No legal mandate to share voter turnout with anyone other than candidates and their agents, EC tells Supreme Court
The Hindu
Election Commission denies legal mandate to disclose voter turnout data, counters allegations of EVM tampering by ADR.
The Election Commission (EC) on Wednesday told the Supreme Court that there was no “legal mandate” to provide the voter turnout data to any person other than electoral candidates or his agents.
“There is no legal mandate to provide the Form 17C [account of votes recorded] to any other person other than the candidate or his agent,” the EC said in a 225-page affidavit.
The poll body was responding to an application filed by the Association for Democratic Reforms (ADR), represented by advocates Prashant Bhushan, Neha Rathi and Cheryl D’Souza, primarily seeking to disclose authenticated record of voter turnout by uploading on the EC website scanned legible copies of Form 17C of all polling stations after each phase of polling in the General Elections 2024.
The NGO had alleged an inordinate delay in publishing voter turnout details followed by a sharp spike in figures from the initial voter turnout percentages released by the EC. The development, according to the ADR, had rung alarm bells about the authenticity of the polling data available in the public domain and raised suspicions whether the electronic voting machines (EVMs) were switched.

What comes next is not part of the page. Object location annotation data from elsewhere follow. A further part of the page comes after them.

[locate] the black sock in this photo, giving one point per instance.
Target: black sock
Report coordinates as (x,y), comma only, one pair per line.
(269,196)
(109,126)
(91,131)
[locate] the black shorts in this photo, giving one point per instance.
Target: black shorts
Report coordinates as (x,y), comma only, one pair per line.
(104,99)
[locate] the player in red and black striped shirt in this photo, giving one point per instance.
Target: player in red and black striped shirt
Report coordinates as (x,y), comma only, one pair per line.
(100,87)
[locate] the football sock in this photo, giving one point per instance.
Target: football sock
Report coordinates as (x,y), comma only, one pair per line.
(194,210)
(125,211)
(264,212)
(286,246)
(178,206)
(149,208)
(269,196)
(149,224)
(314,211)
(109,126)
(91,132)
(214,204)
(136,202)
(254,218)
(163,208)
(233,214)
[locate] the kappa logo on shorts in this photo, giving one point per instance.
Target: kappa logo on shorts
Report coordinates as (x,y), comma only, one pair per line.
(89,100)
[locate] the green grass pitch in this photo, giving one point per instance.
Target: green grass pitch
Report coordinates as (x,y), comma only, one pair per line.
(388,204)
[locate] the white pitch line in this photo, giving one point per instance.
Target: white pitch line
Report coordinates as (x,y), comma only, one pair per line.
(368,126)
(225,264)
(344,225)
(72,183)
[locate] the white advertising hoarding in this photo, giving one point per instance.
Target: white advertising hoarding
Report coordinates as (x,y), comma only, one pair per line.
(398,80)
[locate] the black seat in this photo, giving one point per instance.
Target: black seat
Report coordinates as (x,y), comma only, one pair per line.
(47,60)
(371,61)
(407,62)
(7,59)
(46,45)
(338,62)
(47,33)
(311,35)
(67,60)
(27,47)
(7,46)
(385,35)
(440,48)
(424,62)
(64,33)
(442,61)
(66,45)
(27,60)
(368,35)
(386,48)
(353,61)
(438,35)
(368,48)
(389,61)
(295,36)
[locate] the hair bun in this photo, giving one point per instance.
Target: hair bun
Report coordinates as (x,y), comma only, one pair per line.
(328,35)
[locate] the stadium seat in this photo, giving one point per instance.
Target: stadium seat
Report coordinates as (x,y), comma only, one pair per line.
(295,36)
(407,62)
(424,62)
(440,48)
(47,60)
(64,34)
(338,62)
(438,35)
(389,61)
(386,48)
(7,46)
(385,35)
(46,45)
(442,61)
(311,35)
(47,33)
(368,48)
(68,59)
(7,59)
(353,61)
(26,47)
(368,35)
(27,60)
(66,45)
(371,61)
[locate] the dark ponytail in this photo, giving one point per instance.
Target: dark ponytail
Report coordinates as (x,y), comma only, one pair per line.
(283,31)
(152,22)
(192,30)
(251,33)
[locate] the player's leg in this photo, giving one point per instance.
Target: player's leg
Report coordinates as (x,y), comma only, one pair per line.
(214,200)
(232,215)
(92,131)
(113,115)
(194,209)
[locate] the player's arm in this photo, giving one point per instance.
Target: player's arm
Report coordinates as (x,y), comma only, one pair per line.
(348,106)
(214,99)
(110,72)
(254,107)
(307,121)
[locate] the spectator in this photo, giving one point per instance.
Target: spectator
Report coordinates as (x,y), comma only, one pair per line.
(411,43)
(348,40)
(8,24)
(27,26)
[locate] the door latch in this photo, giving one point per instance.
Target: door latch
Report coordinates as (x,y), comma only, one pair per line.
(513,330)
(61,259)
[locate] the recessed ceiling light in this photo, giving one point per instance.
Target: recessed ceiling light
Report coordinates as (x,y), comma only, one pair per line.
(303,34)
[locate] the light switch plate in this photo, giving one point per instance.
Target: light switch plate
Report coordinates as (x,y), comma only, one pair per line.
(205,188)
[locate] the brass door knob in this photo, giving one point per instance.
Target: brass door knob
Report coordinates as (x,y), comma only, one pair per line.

In the previous hearing on May 17, the Supreme Court had asked why the EC could not upload voter turnout details.
However, the EC countered in its affidavit that the ADR was merely trying to “create an entitlement in the middle of the election period”.
It said the statutory mandate required Form 17C to be shared only with candidates and their agents. However, it was the EC’s voluntary and “non-statutory” initiative to disclose the voter turnout through voter turnout app, website and various press releases.